Delphi is the descendant of Turbo Pascal, which was first released in 1983 for the CP/M operating system. Turbo Pascal was ported to MS-DOS in early 1984. During the early history of the IBM PC, Turbo Pascal was arguably the most popular language for serious development work - mostly because it was a real compiler, including the program editor and everything, that cost $19.95 and would run on a 128Kb machine. Borland introduced Turbo Pascal for Windows in 1990. In the early days of DOS, programmers had a choice between productive-but-slow BASIC or efficient-but-complex assembly language. Turbo Pascal, which offered the simplicity of a structured language and the performance of a real compiler, bridged that gap. Windows programmers face a similar choice today - a choice primarily between a powerful yet unwieldy language such as C++, or a simple but limiting and slow languages such as Visual Basic. Delphi offers you a great deal: visual development and code generation, compiled executables, DLLs; databases and much more. The latest release of Borland Pascal (as it is now called), not including Delphi, was version 7.0 in late 1992.

Delphi had an unusually long development cycle - somewhere between 18 months and two years, depending on who you talk to. Various beta-test and prerelease copies have been circulated, including several hundred “early experience” copies which were given away at the trade show Software Development ‘95. Delphi was officially announced in the U.S. on Feb. 14, 1995, and the first release-level copies were shipped on February 28.

Delphi is and an object-oriented, visual programming environment for rapid application development (RAD). Using Delphi, you can create applications for Microsoft Windows 3.1x, 95/98/NT/2000, ME and XP.

Database development refers to the fact that Delphi is an ideal tool to design database client applications that communicate with a variety of local or remote databases. The standard version of Delphi has the capability to connect to local Paradox, dBase and ODBC tables, and Delphi Client/Server comes with SQL Links drivers for a variety of networked SQL server databases. If you are a “regular programmer”, this means you finally have a database engine built seamlessly into your development environments. Programmers don?t have to rely on third-party database library?s when they need the data-management capability of a true database in their applications.
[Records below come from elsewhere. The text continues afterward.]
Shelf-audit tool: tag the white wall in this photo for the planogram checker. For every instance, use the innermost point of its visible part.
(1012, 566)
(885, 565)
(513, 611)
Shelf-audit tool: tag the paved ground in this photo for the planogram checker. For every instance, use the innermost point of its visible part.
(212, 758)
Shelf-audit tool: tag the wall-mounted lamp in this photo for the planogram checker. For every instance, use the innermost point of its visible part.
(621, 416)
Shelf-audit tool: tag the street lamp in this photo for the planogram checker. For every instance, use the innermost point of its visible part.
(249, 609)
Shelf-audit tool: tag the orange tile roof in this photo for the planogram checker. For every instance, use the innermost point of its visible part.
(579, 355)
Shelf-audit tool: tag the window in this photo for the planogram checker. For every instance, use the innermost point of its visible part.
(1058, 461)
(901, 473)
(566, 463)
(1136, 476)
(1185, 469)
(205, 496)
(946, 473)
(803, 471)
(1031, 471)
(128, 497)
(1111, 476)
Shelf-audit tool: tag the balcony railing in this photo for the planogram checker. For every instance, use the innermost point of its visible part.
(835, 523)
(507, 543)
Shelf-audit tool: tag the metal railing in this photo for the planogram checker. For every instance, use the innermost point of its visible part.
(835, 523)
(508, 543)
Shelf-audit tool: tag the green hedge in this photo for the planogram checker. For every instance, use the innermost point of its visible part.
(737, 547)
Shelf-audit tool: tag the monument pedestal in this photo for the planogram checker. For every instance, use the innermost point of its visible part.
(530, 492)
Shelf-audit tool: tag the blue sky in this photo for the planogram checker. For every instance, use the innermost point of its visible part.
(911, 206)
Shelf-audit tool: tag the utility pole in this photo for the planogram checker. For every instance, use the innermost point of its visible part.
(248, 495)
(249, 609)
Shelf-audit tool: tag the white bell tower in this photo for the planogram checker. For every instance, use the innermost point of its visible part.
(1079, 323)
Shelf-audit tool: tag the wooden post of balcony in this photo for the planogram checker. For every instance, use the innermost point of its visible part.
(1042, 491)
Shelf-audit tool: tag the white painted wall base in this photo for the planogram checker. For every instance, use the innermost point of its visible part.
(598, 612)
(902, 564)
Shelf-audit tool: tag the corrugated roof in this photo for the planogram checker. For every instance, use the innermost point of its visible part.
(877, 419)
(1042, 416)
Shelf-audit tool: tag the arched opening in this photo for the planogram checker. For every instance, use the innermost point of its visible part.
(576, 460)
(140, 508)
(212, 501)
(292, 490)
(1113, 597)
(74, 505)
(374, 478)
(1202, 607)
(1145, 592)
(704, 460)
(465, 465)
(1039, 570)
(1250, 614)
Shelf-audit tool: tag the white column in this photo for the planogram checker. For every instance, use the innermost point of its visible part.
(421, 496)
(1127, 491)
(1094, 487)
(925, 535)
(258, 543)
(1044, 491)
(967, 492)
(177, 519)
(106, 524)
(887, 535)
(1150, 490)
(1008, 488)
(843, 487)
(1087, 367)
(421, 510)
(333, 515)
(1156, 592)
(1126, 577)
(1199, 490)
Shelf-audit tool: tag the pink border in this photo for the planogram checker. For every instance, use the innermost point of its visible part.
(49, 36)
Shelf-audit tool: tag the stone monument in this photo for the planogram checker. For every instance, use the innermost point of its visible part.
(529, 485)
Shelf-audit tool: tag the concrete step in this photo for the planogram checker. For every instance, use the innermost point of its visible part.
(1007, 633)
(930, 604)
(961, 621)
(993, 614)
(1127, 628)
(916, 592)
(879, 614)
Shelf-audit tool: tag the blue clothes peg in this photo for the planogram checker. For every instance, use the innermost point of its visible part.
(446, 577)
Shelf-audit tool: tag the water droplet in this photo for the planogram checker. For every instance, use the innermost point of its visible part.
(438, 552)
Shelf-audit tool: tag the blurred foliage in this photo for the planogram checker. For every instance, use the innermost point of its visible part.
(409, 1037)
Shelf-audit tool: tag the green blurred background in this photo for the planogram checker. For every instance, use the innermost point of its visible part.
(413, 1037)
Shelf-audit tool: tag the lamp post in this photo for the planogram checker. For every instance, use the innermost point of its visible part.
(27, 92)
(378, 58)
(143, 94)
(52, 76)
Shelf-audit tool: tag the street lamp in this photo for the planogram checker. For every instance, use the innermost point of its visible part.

Programs compiled in Delphi 1 are 8-15 times faster than if they were compiled by Microsoft Visual Basic 3/4. This is due to the fact that programs created with Delphi do not need any runtime libraries and the generated is code is not translated during the program execution. Delphi also has built-in x86 assembler support (286 for Delphi 1.0 and 386 for Delphi 2+) so you can write your time-critical functions in pure assembler. Also Delphi supports VCL (Visual Component Libray). These are visual and non-visual components (buttons, frames, edit boxes, …) They are available all over the Internet and they are very easy to write yourself. Delphi itself is said to be written in a combination of Delphi and assembler. Delphi is created by Borland International.